Wakil Kepala Kepolisian RI Komisaris Jenderal Syafruddin juga menepis kabar bahwa pengangkatan penyidik oleh KPK sebagai persoalan besar. "Hanya permasalahan administrasi," kata Syafruddin seusai rapat dengar pendapat dengan Panitia Angket pada Juli tahun lalu.
Syafruddin mengatakan permasalahan administrasi tersebut tak bisa dikategorikan sebagai pelanggaran berat. Ia mengatakan polisi dan KPK bisa duduk bersama untuk membicarakan jalan keluarnya. "Semua bisa diselesaikan dengan baik. Jadi tidak ada yang di atas, tidak ada yang di bawah, semua sama," ujarnya. "Kami juga ada toleransinya."
Perdebatan soal status penyidik KPK mereda seiring dengan melempemnya Panitia Angket. Isu ini malah meruyak lagi ketika Pengawas Internal KPK menyelidiki dua bekas penyidik lembaga itu, Ajun Komisaris Besar Roland Ronaldy dan Komisaris Harun, yang diduga merusak barang bukti suap Basuki Hariman saat mereka masih bertugas di KPK.
Salah seorang dari enam penyidik yang belakangan dipersoalkan diduga menyaksikan Roland dan Harun masuk ke ruang barang bukti KPK dan menyetip 15 halaman buku catatan keuangan Basuki pada April 2017. Di dalamnya ditengarai ada nama-nama pejabat negara yang diduga menerima setoran Basuki Hariman.
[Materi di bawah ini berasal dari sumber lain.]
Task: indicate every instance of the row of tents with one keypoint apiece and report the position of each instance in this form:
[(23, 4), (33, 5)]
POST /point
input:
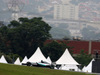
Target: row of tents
[(66, 61)]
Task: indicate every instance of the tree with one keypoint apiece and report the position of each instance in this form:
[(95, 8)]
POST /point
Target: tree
[(26, 35), (54, 49)]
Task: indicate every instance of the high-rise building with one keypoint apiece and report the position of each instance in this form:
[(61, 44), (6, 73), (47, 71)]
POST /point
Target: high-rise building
[(66, 10)]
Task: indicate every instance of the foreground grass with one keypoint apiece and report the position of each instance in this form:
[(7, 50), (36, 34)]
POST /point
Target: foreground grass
[(7, 69)]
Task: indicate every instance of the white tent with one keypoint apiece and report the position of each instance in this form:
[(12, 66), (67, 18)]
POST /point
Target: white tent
[(25, 60), (84, 69), (67, 62), (66, 58), (88, 68), (70, 67), (17, 62), (3, 60), (49, 60), (37, 56)]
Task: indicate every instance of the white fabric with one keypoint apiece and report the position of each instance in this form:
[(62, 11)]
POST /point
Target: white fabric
[(17, 62), (37, 56), (88, 68), (25, 60), (66, 58), (49, 60), (3, 60), (84, 69), (69, 67)]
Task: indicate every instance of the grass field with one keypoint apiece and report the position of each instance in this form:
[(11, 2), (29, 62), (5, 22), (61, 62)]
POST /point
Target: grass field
[(7, 69)]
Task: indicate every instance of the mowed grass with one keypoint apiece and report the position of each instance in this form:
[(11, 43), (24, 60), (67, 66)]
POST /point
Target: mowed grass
[(7, 69)]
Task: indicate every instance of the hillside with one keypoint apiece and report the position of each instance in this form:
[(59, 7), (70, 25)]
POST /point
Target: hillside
[(6, 69)]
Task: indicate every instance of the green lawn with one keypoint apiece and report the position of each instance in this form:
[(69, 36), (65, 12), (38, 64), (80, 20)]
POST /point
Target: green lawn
[(7, 69)]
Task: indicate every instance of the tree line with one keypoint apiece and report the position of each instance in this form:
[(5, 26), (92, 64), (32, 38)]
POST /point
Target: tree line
[(21, 38)]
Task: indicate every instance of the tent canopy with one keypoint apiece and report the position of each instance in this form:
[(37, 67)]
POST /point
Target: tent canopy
[(3, 60), (37, 56), (25, 60), (66, 58), (49, 60), (17, 62)]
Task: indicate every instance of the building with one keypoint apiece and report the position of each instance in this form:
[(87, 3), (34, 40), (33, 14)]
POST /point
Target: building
[(66, 10)]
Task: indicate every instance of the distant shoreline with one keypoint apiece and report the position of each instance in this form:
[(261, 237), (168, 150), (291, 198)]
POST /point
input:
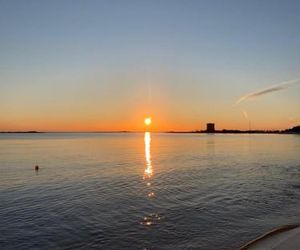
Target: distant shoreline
[(294, 130)]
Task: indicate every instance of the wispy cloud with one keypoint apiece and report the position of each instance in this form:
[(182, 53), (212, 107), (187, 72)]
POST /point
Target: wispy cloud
[(273, 88)]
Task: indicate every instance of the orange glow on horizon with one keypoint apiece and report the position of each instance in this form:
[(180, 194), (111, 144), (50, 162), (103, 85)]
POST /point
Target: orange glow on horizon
[(148, 121)]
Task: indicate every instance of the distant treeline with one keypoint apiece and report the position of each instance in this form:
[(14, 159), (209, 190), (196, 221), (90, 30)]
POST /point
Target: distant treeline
[(293, 130)]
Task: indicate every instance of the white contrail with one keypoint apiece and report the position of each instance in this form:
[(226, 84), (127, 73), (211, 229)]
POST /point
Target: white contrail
[(273, 88)]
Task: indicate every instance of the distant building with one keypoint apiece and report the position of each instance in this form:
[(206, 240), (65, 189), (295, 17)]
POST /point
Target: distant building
[(210, 127)]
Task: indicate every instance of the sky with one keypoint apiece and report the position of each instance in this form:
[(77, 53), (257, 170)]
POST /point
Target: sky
[(106, 65)]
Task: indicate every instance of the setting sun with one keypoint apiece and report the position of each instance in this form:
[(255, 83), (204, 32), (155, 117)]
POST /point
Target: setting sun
[(148, 121)]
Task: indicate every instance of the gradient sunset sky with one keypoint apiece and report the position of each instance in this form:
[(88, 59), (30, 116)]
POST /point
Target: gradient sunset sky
[(106, 65)]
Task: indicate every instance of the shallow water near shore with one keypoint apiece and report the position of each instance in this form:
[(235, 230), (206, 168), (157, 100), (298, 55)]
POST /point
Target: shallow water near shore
[(145, 190)]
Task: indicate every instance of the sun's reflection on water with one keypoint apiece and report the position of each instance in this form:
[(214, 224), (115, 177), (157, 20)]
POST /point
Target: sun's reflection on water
[(148, 171), (152, 218)]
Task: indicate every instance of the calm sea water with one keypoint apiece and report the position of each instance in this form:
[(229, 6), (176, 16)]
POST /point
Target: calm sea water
[(145, 191)]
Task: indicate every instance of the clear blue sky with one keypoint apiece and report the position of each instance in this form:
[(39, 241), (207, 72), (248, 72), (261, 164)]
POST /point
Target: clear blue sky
[(105, 64)]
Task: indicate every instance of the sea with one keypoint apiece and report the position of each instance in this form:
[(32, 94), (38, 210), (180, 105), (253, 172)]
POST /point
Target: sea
[(145, 190)]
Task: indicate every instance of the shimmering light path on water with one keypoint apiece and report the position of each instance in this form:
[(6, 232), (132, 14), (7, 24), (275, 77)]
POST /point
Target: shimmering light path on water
[(153, 191)]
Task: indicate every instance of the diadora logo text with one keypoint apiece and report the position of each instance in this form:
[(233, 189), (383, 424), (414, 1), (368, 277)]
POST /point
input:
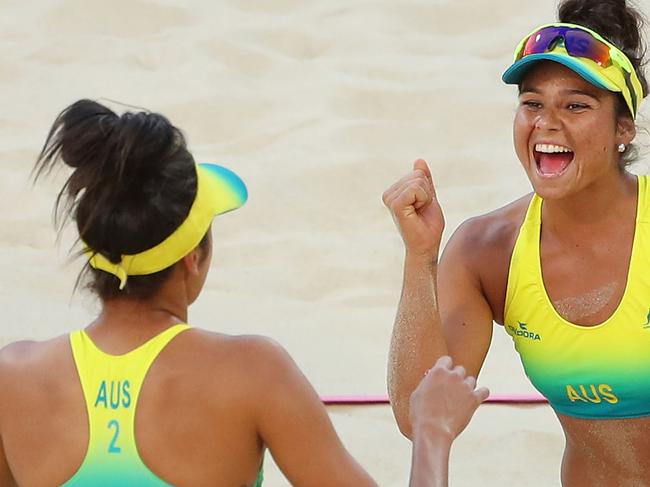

Berkat kesaksian penyidik inilah Roland dan Harun dijatuhi sanksi berat oleh KPK. Pada Oktober tahun lalu, mereka dikembalikan ke kepolisian.
Tak lama setelah itu, si penyidik dipindahkan ke unit Koordinasi dan Supervisi Penindakan KPK. Badan internal di KPK ini bertugas mengawasi koordinasi penanganan kasus oleh lembaga penegak hukum. Khawatir status keenam penyidik dipersoalkan lagi, KPK mengontak Polri untuk memastikan turunnya surat pemberhentian. Hingga kemudian seorang petinggi Polri menyebutkan keenam penyidik tadi masih berstatus anggota Polri dan mesti kembali ke kepolisian pada tahun ini karena masa tugasnya berakhir.
Pemimpin KPK dan pejabat kepolisian beberapa kali bertemu, termasuk pada Senin pekan lalu. Polri diwakili antara lain oleh Kepala Kepolisian Daerah Metropolitan Jakarta Raya Inspektur Jenderal Idham Azis.
Seorang penegak hukum menuturkan, Idham juga pernah bertemu dengan keenam penyidik. Dalam pertemuan yang berlangsung pada Senin pekan lalu, Idham menjanjikan Mabes Polri akan menerbitkan surat pensiun dini dan mengizinkan mereka menjadi penyidik tetap di KPK. Wakil Ketua KPK Laode Muhammad Syarif tak membantah soal ini. "Koordinasi terus kami lakukan," katanya.
Saat dimintai konfirmasi, Idham malah mengatakan tidak pernah ada pertemuan dengan para penyidik KPK. "Saya bekerja di Polda Metro Jaya," ujar Idham, Kamis pekan lalu, "jadi fokus tugas saya hanya di Polda Metro Jaya."
Pertemuan berulang kali itu membuahkan hasil. Tiga hari berselang setelah pertemuan Idham dengan enam penyidik itu, surat persetujuan pengunduran diri tersebut terbit. Dengan terbitnya surat pengunduran diri ini, tidak ada alasan lagi kepolisian mengusik enam orang itu untuk kembali ke instansi asal.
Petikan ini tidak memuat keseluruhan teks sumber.